Anvi’o will run hidden Markov models against the open reading frames that prodigal predicts. anvi’o uses single copy bacterial genes to identify things on the contigs.

anvi-run-hmms -c algae.db

Index the .bam files

If you did not index the .bam file that you created above, anvi’o can do that for you. If you have a .bai file for every .bam file, you can skip this step.

anvi-init-bam Algae_11.renum.bam
anvi-init-bam Algae_12.renum.bam
anvi-init-bam Algae_13.renum.bam
anvi-init-bam Algae_14.renum.bam

Profile the data.

Finally, we make a profile of the .bam file using anvi’o.
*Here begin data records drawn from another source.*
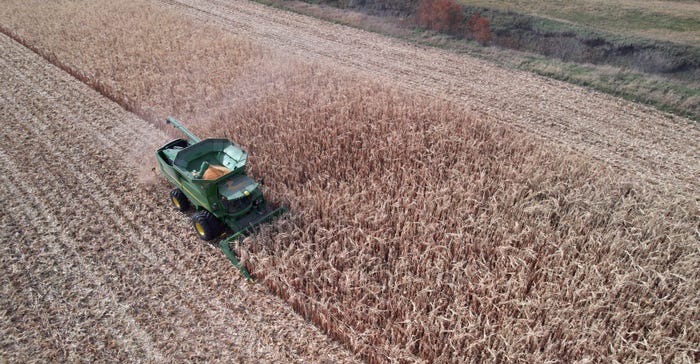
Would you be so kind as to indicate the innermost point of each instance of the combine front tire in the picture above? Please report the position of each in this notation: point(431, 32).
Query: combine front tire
point(206, 225)
point(179, 200)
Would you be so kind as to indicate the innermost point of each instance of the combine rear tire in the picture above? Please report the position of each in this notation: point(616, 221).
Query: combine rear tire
point(179, 200)
point(206, 225)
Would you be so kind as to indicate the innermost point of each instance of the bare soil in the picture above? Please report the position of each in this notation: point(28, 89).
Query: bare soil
point(95, 267)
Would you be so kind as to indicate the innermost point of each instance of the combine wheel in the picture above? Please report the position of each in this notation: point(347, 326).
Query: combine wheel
point(179, 200)
point(206, 225)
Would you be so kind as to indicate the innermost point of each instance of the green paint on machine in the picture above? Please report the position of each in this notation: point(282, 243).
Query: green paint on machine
point(210, 175)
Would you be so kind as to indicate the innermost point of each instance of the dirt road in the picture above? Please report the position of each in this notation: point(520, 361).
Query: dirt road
point(649, 144)
point(94, 266)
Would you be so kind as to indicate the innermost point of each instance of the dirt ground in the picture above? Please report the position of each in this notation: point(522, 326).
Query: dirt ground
point(650, 145)
point(94, 265)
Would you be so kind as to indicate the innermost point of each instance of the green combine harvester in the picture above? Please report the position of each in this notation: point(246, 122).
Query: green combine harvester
point(209, 175)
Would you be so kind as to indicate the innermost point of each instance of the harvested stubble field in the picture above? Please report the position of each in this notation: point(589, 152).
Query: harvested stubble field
point(416, 231)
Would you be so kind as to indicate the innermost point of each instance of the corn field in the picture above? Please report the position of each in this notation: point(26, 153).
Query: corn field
point(417, 231)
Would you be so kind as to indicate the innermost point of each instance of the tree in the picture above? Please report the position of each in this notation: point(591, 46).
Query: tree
point(479, 28)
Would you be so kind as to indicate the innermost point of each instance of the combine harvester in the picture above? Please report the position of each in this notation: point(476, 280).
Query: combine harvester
point(210, 176)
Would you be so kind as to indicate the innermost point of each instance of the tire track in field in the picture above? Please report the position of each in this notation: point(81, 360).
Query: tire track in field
point(94, 262)
point(652, 145)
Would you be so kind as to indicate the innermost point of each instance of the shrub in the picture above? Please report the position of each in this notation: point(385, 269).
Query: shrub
point(479, 28)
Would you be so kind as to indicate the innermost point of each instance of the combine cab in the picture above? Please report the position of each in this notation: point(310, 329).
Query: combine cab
point(209, 176)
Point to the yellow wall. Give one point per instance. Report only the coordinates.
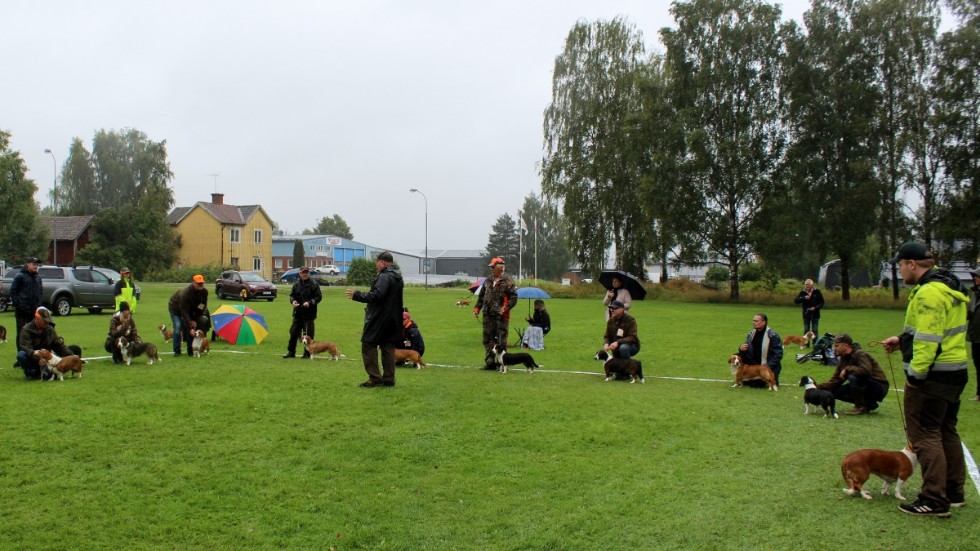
(205, 241)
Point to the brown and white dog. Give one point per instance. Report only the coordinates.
(803, 341)
(406, 355)
(200, 344)
(613, 366)
(134, 349)
(59, 365)
(890, 466)
(319, 347)
(742, 373)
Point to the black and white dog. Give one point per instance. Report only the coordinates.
(618, 368)
(813, 396)
(504, 359)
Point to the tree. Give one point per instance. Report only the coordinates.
(503, 240)
(328, 225)
(545, 253)
(588, 167)
(299, 254)
(831, 113)
(724, 63)
(22, 233)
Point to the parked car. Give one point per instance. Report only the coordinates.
(64, 288)
(291, 275)
(244, 285)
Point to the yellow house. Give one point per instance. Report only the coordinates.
(226, 235)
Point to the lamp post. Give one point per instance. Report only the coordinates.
(425, 264)
(54, 209)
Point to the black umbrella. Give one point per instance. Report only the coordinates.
(629, 281)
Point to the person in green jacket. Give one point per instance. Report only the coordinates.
(933, 348)
(126, 291)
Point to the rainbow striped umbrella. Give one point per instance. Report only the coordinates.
(239, 324)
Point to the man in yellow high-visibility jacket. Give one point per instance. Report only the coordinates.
(933, 347)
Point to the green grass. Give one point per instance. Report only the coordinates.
(249, 450)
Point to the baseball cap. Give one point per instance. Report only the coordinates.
(911, 251)
(43, 313)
This reads the bam file and stores information about each of the contigs and their presence in the different samples.

anvi-profile -i Algae_11.renum.bam-sorted.bam -c algae.db 
anvi-profile -i Algae_12.renum.bam-sorted.bam -c algae.db 
anvi-profile -i Algae_13.renum.bam-sorted.bam -c algae.db 
anvi-profile -i Algae_14.renum.bam-sorted.bam -c algae.db 

Merge the anvi’o outputs into a single location

We are going to use the anvi-merge command with each of our Algae data sets to create a single set of merged data. This also uses the bash ? that we saw earlier which replaces a single character

anvi-merge Algae_1?.renum.bam-sorted.bam-ANVIO_PROFILE/PROFILE.db -o AllAlgae -c algae.db

Open the anvi’o results

Finally, we open and view the anvi’o results in our web-browser

anvi-interactive -p AllAlgae/PROFILE.db -c algae.db

You can now open a web browser on your laptop and point it at the IP address of your virtual machine. (See page to see how to get the IP address for your machine). You need to add :8080 to the IP address. In the example above, my IP address is 149.165.157.55 and so the URL that I will open is:

http://149.165.157.55:8080

Note that anvi’o recommends using Google Chrome for visualization, although other browsers also work.